Лет пять назад у него передохли пчелы, пропали в тайге две из четырех коров (по слухам, напакостили местные), заклинил двигатель единственного трактора и не уродилась кедровая шишка. Зубатый со дня на день ждал, когда отец запросит пощады, ибо, несмотря на хорошую физическую форму, возраст и усталость от неудач не позволили бы еще раз подняться из пепла. Но в это время к нему приехал местный писатель с колючей и скользкой фамилией Ершов, попил со стариком медовухи, а потом опубликовал в своем журнале пространный очерк о силе русского характера.

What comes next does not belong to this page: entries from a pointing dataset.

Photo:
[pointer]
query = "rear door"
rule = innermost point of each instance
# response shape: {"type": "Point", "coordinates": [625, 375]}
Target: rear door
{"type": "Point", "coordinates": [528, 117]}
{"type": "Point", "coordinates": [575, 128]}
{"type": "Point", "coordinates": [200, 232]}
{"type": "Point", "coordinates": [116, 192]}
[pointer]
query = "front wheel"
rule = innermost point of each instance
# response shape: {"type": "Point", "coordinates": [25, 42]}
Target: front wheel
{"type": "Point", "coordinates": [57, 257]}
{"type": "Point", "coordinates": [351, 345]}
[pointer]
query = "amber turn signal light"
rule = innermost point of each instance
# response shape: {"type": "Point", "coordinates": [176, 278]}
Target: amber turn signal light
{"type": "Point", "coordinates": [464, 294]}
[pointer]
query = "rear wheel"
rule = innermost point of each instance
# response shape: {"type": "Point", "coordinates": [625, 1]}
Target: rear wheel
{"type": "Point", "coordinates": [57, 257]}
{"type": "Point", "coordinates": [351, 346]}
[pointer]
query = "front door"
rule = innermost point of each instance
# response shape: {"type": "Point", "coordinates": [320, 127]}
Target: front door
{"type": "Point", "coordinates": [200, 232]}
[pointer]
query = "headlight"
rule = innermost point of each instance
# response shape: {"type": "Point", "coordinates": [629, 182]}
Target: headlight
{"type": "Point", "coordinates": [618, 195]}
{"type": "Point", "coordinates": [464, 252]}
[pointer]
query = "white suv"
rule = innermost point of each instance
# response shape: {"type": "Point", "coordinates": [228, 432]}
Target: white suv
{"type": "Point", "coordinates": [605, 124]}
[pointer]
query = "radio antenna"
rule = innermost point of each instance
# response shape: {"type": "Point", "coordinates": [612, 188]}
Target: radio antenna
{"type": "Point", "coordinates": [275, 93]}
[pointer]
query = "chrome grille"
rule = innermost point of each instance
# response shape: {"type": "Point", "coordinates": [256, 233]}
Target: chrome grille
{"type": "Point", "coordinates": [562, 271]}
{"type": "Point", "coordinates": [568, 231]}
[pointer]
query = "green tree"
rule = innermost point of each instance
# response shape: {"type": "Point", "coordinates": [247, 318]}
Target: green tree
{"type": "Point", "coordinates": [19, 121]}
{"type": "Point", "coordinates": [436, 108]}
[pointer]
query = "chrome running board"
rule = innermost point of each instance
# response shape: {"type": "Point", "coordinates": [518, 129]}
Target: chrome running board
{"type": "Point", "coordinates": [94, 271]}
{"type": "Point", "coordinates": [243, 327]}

И ведь, наглец, Зубатому прислал, дескать, погордись своим отцом, господин губернатор!

Отец был человеком тщеславным, что всю жизнь старательно скрывал, и по головке его никогда не гладили, все больше против шерсти, и от этого, прочитав о себе хвалебный опус, прослезился и настолько вдохновился, что продал квартиру в Новосибирске, машину, снова купил пасеку, коров, коня, отремонтировал трактор и остался на заимке.

Два года назад, когда Зубатый приезжал к нему с Сашей в последний раз, старик все еще светился от радости, хотя возрожденное хозяйство опять шаталось: сливочное масло, мед и кедровый орех посредники брали за гроши, а самому торговать на рынке стыдно, многие до сих пор узнают, да и хозяйство не бросишь. Нанимать же людей, эксплуатировать чужой труд для истинного коммуниста ни в какие ворота. Писатель, натоптав дорожку, заглядывал к отцу часто и все больше сводил его с ума, вселяя какие-то сумасшедшие надежды. На обратном пути Зубатый попытался отыскать Ершова в городе, однако сказали, будто он спрятался у себя на даче.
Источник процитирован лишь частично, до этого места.